O resto do mundo deve ter mais complicações. O Trump assume em um momento em que a China atravessa um momento de relativa fraqueza, com problemas estruturais de crescimento, especialmente no setor imobiliário, então esses problemas devem se agravar com as sanções, as tarifas americanas. O mesmo pode ser dito sobre a Europa, que também vai sofrer com essa possível desaceleração adicional da China, além de ter que lidar com suas próprias tarifas vindas dos Estados Unidos. Porque os Estados Unidos não estão olhando só pra China, também estão olhando para o mercado europeu. Por exemplo, a Alemanha é um país que tem um superávit muito grande com os Estados Unidos, então os Estados Unidos vão ser bem agressivos com eles também.

E as consequências para o Brasil?
Em relação ao Brasil, estamos nos equilibrando em um meio-termo. Por um lado, temos os EUA que continuarão sua expansão, mas por outro, teremos impulsos negativos vindos de China e Europa. Então, ficamos no meio do caminho em um mundo mais complicado, com mais choques e volatilidade. Parte disso estamos vendo na desvalorização do câmbio, porque o que aconteceu na nossa desvalorização não foi apenas o fiscal.

Estamos às véspera do reunião do Fed, nos Estados Unidos, e do Copom, aqui no Brasil. Que cenários vc tem para ambas (a entrevista foi feita na semana anterior à reunião do Copom)?
Acredito que ambos estão indo na direção certa. No caso dos EUA a inflação tem se mostrado benigna, então deve ser confirmado um corte de juros de 0,25% e no ano que vem deveremos ver o Fed provavelmente cortando a taxa a cada duas reuniões. Vai ter menos espaço para cortes exatamente por conta da força da economia e da volatilidade política trazida pelo Trump. No caso do Brasil, nossas condições estão muito diferentes do resto do mundo. A taxa de juros deve subir 0,75% na próxima reunião do Copom, mas acho que o correto seria 1%.

Na sua opinião, 0,75% é pouco?
Acho que a estratégia do Banco Central até aqui não tem se mostrado correta, tanto que o resultado da política fala por si só. Temos uma inflação alta, em contexto de crescimento que se mostra muito elevado. Quando você olha o que aconteceu da última reunião para essa, com as expectativas de inflação, com o câmbio, tudo piorou. O Banco Central chegará para esse próximo encontro após aceleração de 0,5% na última reunião, e mesmo assim estará mais distante da taxa terminal implícita do que estava na reunião passada. De fato, o Banco Central está atrasado. O implícito pelo modelo hoje é algo como 14,75% de terminal, algo dito pelo próprio Banco Central.

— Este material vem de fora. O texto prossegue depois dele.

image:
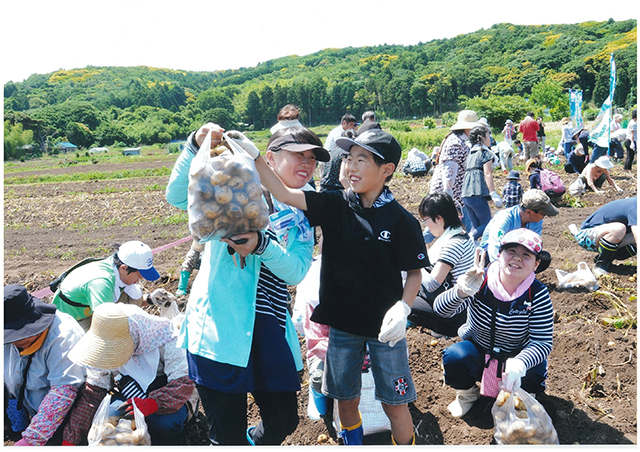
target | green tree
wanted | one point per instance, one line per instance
(14, 138)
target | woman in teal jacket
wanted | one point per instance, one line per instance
(237, 330)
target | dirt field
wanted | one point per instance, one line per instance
(592, 384)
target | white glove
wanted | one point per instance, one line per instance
(394, 323)
(497, 200)
(469, 283)
(245, 143)
(514, 370)
(162, 298)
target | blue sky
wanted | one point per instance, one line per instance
(43, 36)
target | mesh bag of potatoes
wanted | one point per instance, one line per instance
(225, 195)
(108, 429)
(521, 419)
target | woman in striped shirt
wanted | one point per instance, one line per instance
(509, 320)
(450, 256)
(237, 330)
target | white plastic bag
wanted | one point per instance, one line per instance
(225, 196)
(521, 419)
(108, 430)
(583, 277)
(578, 187)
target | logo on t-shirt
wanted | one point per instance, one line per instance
(401, 386)
(385, 236)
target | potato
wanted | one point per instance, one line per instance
(260, 222)
(222, 223)
(246, 174)
(232, 167)
(212, 210)
(519, 404)
(222, 194)
(253, 190)
(241, 198)
(241, 226)
(233, 211)
(219, 178)
(502, 398)
(236, 183)
(252, 210)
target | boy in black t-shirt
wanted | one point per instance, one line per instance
(369, 239)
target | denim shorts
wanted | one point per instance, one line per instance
(342, 378)
(588, 238)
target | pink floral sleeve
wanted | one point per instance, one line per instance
(51, 413)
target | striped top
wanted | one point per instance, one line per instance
(458, 252)
(272, 294)
(524, 326)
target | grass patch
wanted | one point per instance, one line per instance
(90, 175)
(177, 218)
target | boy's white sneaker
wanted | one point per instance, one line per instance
(465, 399)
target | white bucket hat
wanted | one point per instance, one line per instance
(604, 162)
(467, 119)
(108, 344)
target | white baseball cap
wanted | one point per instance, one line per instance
(138, 255)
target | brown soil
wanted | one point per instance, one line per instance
(48, 227)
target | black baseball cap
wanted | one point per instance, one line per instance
(377, 141)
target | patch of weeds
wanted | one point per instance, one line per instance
(573, 201)
(16, 226)
(77, 226)
(154, 187)
(15, 253)
(111, 222)
(177, 218)
(131, 223)
(69, 254)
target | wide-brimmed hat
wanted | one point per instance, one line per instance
(513, 175)
(604, 162)
(24, 315)
(538, 201)
(467, 119)
(108, 344)
(377, 141)
(288, 142)
(525, 237)
(138, 255)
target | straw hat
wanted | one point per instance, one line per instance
(108, 344)
(467, 119)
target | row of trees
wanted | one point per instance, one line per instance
(498, 72)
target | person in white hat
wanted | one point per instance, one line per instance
(40, 381)
(135, 354)
(508, 334)
(448, 174)
(109, 280)
(594, 174)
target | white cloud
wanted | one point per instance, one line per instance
(42, 36)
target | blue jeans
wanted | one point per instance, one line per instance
(566, 148)
(479, 213)
(464, 363)
(166, 425)
(342, 378)
(598, 151)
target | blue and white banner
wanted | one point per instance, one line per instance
(575, 106)
(600, 132)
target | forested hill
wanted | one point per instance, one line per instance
(133, 105)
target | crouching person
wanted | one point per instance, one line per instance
(40, 381)
(508, 333)
(134, 353)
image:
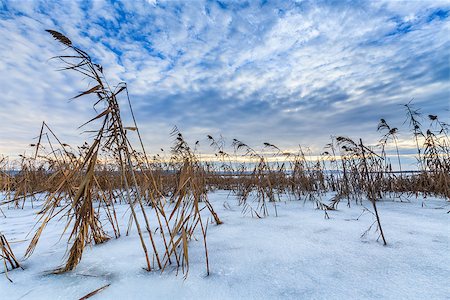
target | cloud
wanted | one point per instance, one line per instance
(285, 72)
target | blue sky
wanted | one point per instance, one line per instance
(284, 72)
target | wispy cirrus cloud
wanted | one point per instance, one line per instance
(288, 72)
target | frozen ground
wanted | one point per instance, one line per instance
(297, 255)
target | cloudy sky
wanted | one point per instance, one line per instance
(285, 72)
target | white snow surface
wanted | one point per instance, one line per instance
(296, 255)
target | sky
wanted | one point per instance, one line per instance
(286, 72)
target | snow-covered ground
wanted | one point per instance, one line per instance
(297, 255)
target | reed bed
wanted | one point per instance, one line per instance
(79, 183)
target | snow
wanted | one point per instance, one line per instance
(297, 255)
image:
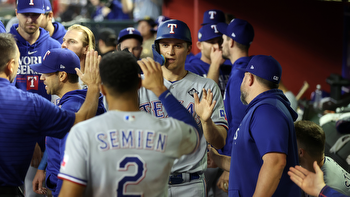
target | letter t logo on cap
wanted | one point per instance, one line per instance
(212, 14)
(172, 26)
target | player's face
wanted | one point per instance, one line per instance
(133, 45)
(45, 21)
(243, 89)
(144, 28)
(225, 46)
(16, 64)
(175, 52)
(29, 22)
(73, 40)
(51, 81)
(207, 46)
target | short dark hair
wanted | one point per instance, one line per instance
(108, 36)
(310, 137)
(120, 72)
(7, 49)
(72, 78)
(267, 83)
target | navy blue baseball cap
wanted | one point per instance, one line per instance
(30, 6)
(58, 59)
(174, 29)
(213, 17)
(129, 32)
(265, 67)
(159, 21)
(239, 30)
(48, 7)
(208, 32)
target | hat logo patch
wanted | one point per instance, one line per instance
(130, 30)
(172, 26)
(199, 35)
(215, 29)
(212, 14)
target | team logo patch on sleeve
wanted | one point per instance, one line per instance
(192, 91)
(129, 118)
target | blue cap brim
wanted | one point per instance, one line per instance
(210, 37)
(31, 10)
(222, 28)
(41, 68)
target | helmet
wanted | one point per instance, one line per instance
(174, 29)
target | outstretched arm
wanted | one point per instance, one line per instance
(221, 161)
(309, 182)
(91, 77)
(214, 134)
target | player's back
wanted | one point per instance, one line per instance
(126, 153)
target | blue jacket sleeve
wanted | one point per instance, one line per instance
(176, 110)
(43, 162)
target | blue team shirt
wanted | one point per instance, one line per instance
(197, 66)
(27, 79)
(71, 101)
(2, 28)
(25, 117)
(59, 32)
(267, 127)
(235, 110)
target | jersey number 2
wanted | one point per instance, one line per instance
(139, 175)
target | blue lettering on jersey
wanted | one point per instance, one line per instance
(131, 139)
(139, 139)
(145, 107)
(149, 139)
(127, 139)
(114, 139)
(161, 142)
(101, 137)
(157, 109)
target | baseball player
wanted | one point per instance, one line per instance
(126, 152)
(174, 43)
(60, 78)
(213, 17)
(80, 40)
(26, 117)
(55, 29)
(209, 42)
(33, 42)
(131, 39)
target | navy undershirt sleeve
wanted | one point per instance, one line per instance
(176, 110)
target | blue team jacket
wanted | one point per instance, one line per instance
(71, 101)
(27, 79)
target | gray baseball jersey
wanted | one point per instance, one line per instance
(183, 91)
(335, 176)
(122, 153)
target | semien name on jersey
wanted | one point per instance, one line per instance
(132, 139)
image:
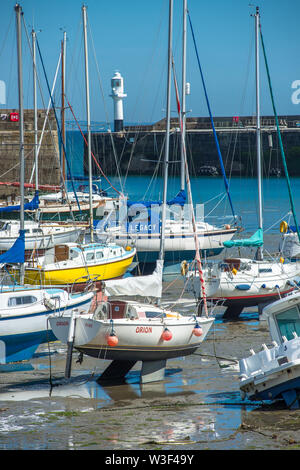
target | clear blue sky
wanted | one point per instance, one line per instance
(131, 37)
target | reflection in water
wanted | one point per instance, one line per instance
(86, 386)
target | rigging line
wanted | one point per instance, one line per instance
(212, 122)
(95, 160)
(279, 136)
(57, 123)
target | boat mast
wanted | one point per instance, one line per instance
(63, 81)
(183, 95)
(259, 253)
(33, 33)
(88, 120)
(18, 10)
(166, 157)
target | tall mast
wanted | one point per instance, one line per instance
(88, 120)
(168, 113)
(259, 253)
(18, 10)
(183, 95)
(63, 82)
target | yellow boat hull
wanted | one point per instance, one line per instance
(77, 275)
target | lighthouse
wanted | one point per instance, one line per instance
(117, 94)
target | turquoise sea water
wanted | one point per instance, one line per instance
(209, 191)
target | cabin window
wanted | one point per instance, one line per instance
(155, 314)
(289, 322)
(22, 300)
(73, 254)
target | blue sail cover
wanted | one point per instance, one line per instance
(255, 240)
(179, 199)
(29, 206)
(16, 254)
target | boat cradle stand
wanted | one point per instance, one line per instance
(151, 371)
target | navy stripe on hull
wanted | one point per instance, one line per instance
(22, 347)
(135, 354)
(251, 301)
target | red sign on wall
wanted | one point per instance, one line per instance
(14, 117)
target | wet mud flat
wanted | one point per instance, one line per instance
(197, 407)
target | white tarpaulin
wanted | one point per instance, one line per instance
(146, 286)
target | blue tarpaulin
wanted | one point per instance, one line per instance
(29, 206)
(179, 199)
(255, 240)
(16, 254)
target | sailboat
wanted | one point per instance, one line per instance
(24, 310)
(71, 264)
(243, 282)
(143, 231)
(127, 331)
(274, 372)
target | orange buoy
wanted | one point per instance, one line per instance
(166, 335)
(112, 340)
(197, 331)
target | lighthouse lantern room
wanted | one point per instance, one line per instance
(117, 94)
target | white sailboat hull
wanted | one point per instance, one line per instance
(257, 282)
(138, 339)
(24, 327)
(180, 243)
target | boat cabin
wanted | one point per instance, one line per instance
(118, 309)
(283, 317)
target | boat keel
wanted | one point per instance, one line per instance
(151, 371)
(291, 398)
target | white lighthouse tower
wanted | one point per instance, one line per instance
(117, 94)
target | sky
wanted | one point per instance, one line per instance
(132, 37)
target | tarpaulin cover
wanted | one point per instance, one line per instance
(255, 240)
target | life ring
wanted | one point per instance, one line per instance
(184, 268)
(283, 226)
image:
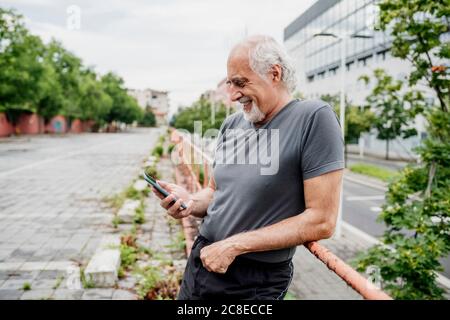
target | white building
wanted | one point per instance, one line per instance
(157, 101)
(317, 58)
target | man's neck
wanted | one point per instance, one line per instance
(282, 102)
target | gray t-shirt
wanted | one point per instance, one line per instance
(259, 172)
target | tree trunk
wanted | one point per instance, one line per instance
(387, 149)
(345, 155)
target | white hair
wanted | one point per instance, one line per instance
(264, 52)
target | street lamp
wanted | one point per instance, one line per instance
(344, 39)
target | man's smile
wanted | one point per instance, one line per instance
(246, 103)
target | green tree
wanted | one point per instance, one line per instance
(124, 108)
(200, 110)
(417, 209)
(149, 119)
(21, 66)
(394, 110)
(95, 103)
(68, 74)
(357, 120)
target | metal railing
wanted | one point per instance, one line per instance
(193, 169)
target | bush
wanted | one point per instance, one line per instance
(149, 119)
(158, 151)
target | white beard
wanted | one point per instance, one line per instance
(254, 115)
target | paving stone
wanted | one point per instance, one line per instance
(127, 212)
(123, 295)
(37, 294)
(103, 267)
(97, 294)
(140, 185)
(67, 294)
(9, 294)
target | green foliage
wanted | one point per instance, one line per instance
(153, 172)
(124, 107)
(394, 110)
(290, 296)
(373, 171)
(170, 148)
(87, 282)
(357, 120)
(418, 29)
(417, 209)
(178, 242)
(200, 111)
(128, 256)
(148, 119)
(26, 286)
(139, 216)
(151, 276)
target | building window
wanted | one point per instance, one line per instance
(333, 71)
(349, 65)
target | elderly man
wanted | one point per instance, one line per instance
(253, 219)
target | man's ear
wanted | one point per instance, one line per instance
(276, 73)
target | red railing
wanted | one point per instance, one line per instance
(192, 164)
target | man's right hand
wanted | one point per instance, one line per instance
(174, 208)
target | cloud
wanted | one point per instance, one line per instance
(174, 45)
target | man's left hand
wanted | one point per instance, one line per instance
(218, 256)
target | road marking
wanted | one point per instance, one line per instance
(70, 154)
(363, 198)
(365, 183)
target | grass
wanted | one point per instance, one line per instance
(87, 283)
(58, 282)
(374, 171)
(151, 171)
(116, 221)
(139, 215)
(178, 242)
(26, 286)
(158, 151)
(290, 296)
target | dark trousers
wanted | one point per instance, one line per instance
(244, 279)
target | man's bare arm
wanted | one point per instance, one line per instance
(316, 222)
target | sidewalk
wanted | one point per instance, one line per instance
(52, 213)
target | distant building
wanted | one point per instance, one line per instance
(157, 101)
(218, 95)
(317, 58)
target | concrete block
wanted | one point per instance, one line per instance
(102, 270)
(140, 185)
(126, 213)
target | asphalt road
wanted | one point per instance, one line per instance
(361, 207)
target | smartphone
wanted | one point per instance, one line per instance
(160, 189)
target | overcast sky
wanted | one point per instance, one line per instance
(176, 45)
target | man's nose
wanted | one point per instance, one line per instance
(235, 94)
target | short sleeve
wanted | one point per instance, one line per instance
(322, 145)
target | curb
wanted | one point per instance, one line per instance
(441, 279)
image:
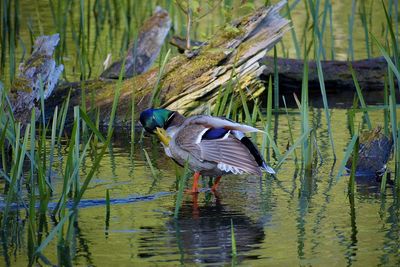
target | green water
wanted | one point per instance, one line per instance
(294, 219)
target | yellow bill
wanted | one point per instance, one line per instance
(163, 136)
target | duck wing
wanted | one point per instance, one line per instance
(218, 145)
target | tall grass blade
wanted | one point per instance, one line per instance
(353, 168)
(156, 87)
(233, 240)
(360, 96)
(325, 100)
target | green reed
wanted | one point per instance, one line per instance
(233, 241)
(393, 71)
(324, 98)
(154, 99)
(276, 81)
(350, 52)
(181, 180)
(351, 185)
(293, 32)
(360, 96)
(289, 127)
(305, 148)
(364, 22)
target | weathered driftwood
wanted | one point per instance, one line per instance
(192, 85)
(234, 51)
(38, 72)
(144, 50)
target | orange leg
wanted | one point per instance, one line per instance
(195, 187)
(216, 183)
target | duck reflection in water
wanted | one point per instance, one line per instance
(203, 232)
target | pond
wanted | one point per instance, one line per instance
(295, 218)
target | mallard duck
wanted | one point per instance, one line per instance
(213, 146)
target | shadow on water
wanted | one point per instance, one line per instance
(202, 234)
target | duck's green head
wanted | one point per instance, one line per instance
(154, 118)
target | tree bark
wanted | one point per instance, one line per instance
(236, 56)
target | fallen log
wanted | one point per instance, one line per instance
(233, 53)
(37, 75)
(237, 53)
(144, 50)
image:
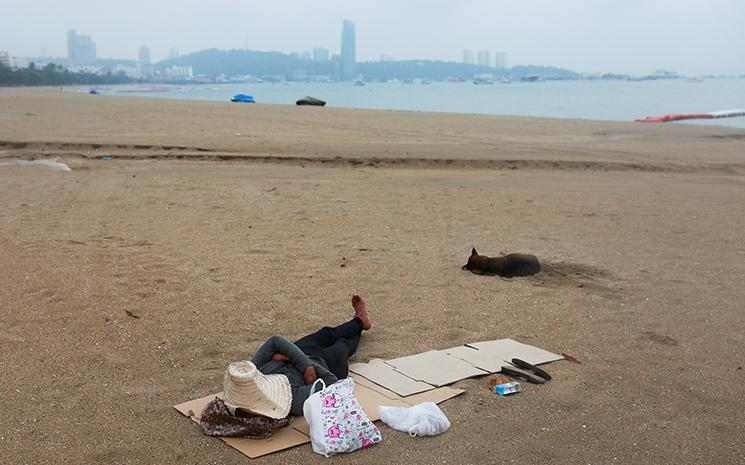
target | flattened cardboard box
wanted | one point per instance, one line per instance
(298, 432)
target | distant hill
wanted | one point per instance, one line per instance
(214, 62)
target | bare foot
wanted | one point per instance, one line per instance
(310, 375)
(360, 311)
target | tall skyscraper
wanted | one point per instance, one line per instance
(500, 60)
(81, 50)
(144, 55)
(468, 56)
(483, 58)
(348, 51)
(320, 54)
(146, 68)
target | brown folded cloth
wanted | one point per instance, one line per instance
(217, 420)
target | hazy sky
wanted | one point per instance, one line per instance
(628, 36)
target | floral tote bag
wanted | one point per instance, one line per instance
(337, 422)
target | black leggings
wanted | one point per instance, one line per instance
(334, 345)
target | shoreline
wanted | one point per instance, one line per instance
(116, 123)
(131, 283)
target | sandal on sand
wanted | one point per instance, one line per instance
(520, 373)
(527, 366)
(529, 372)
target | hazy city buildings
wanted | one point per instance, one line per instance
(81, 50)
(468, 56)
(348, 51)
(500, 60)
(483, 58)
(146, 68)
(320, 54)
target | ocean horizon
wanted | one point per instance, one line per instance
(583, 99)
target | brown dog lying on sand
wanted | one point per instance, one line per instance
(507, 266)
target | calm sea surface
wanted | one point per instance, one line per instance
(602, 100)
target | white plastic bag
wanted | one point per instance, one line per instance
(425, 419)
(337, 422)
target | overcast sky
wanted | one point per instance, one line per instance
(627, 36)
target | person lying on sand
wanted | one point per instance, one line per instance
(279, 377)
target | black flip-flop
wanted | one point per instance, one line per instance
(527, 366)
(518, 372)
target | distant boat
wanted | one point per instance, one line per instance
(242, 98)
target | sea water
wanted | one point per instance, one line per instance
(598, 100)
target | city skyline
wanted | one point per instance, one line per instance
(584, 35)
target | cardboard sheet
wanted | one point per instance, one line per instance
(281, 440)
(435, 367)
(359, 379)
(370, 400)
(437, 396)
(378, 383)
(291, 436)
(507, 349)
(477, 358)
(386, 376)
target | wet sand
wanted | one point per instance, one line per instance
(129, 284)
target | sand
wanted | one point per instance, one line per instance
(129, 284)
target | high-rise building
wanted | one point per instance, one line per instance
(348, 51)
(146, 69)
(483, 58)
(468, 56)
(320, 54)
(81, 50)
(144, 55)
(500, 60)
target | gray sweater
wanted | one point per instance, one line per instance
(293, 369)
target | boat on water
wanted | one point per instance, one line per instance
(242, 98)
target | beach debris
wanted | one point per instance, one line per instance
(242, 98)
(512, 387)
(526, 374)
(684, 116)
(54, 164)
(216, 420)
(312, 101)
(497, 381)
(136, 317)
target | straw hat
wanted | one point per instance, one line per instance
(247, 388)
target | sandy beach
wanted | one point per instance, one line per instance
(129, 284)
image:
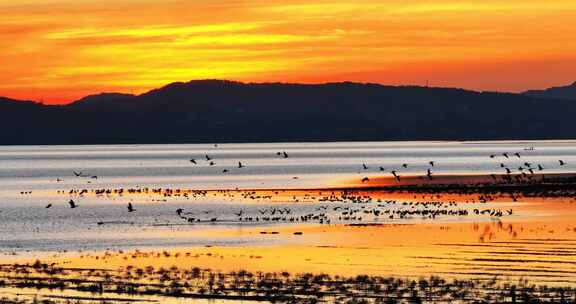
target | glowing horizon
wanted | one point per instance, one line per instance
(57, 51)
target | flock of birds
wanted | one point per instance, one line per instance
(423, 209)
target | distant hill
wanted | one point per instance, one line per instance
(225, 111)
(565, 92)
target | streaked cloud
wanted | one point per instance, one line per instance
(60, 50)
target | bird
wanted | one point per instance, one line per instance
(396, 176)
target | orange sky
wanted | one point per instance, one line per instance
(59, 50)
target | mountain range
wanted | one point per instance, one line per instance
(563, 92)
(226, 111)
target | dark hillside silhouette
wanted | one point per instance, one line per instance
(566, 92)
(225, 111)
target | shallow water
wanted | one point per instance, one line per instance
(41, 171)
(536, 241)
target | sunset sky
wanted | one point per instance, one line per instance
(56, 51)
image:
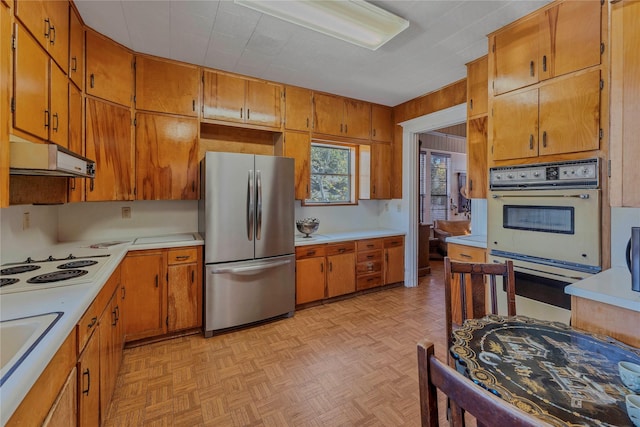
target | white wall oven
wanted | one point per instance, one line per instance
(546, 218)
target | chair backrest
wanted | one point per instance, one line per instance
(488, 409)
(473, 293)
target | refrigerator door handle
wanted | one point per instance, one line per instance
(250, 214)
(259, 205)
(250, 269)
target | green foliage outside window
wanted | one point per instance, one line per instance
(330, 174)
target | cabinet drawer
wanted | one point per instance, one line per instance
(369, 244)
(341, 248)
(393, 242)
(369, 256)
(368, 267)
(182, 256)
(369, 281)
(465, 253)
(303, 252)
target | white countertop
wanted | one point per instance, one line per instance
(72, 301)
(317, 239)
(475, 240)
(611, 287)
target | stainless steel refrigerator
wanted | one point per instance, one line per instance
(246, 216)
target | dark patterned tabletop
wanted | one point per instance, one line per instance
(561, 375)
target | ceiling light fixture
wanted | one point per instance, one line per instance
(354, 21)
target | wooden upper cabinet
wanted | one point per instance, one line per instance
(555, 41)
(109, 70)
(108, 142)
(31, 86)
(76, 49)
(235, 99)
(166, 157)
(167, 87)
(298, 146)
(381, 123)
(48, 21)
(477, 87)
(334, 115)
(297, 108)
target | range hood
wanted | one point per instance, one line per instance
(28, 158)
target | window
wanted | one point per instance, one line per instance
(332, 174)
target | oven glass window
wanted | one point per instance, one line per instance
(550, 219)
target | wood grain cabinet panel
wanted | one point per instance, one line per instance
(109, 143)
(297, 108)
(76, 49)
(166, 157)
(109, 70)
(297, 145)
(167, 87)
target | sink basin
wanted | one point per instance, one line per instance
(165, 239)
(18, 337)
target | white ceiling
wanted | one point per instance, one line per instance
(431, 53)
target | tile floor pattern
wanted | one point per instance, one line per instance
(348, 363)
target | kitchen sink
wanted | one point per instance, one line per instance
(18, 337)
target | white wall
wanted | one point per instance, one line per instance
(16, 243)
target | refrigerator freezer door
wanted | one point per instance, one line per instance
(274, 206)
(229, 215)
(240, 293)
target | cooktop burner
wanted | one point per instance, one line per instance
(18, 269)
(78, 264)
(8, 281)
(56, 276)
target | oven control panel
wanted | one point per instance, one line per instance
(568, 174)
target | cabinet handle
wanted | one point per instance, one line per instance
(87, 373)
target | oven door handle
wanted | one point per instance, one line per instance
(522, 196)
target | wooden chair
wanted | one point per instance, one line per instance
(488, 409)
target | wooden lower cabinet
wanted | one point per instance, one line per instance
(462, 253)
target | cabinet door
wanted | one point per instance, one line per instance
(223, 97)
(515, 125)
(477, 87)
(145, 303)
(76, 50)
(184, 297)
(89, 383)
(263, 104)
(327, 114)
(310, 279)
(357, 119)
(380, 171)
(477, 158)
(381, 123)
(31, 86)
(166, 157)
(76, 141)
(569, 38)
(297, 108)
(341, 274)
(577, 101)
(109, 70)
(167, 87)
(59, 121)
(108, 142)
(515, 55)
(298, 146)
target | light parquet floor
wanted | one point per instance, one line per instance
(348, 363)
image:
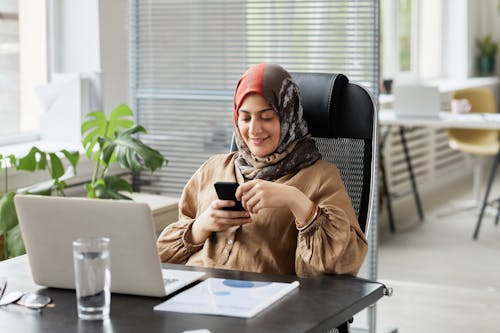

Esse 14,75% é para quando?
Tem diversas formas de chegar lá. Ir a passos de 0,75% ou a passos de 1% não tem tanta diferença, mas se você der 1% e isso gerar expectativa de queda de inflação isso te ajuda e talvez você possa até chegar a 14,25% e parar antes. Mas se for muito devagar e ao longo do processo as pessoas não acreditarem que você vai chegar em 14,75%, gera expectativa de inflação maior, e aí você fica com projeção pior de inflação. Isso tem um custo de política monetária, porque a indexação é maior.

Qual seria o melhor caminho?
Acho que o ideal seria o Banco Central agir mais rapidamente. Se optar por ir mais devagar, e a subida da taxa não pode ser inferior a 0,75%, nesse caso será necessário sinalizar de alguma maneira que chegará em uma taxa terminal mais alta. O Banco Central não vai falar em 14,75%, óbvio, nem deveria, mas precisa de alguma maneira demonstrar comprometimento maior do que fez até aqui. Porque isso tem feito as expectativas subirem, não caírem.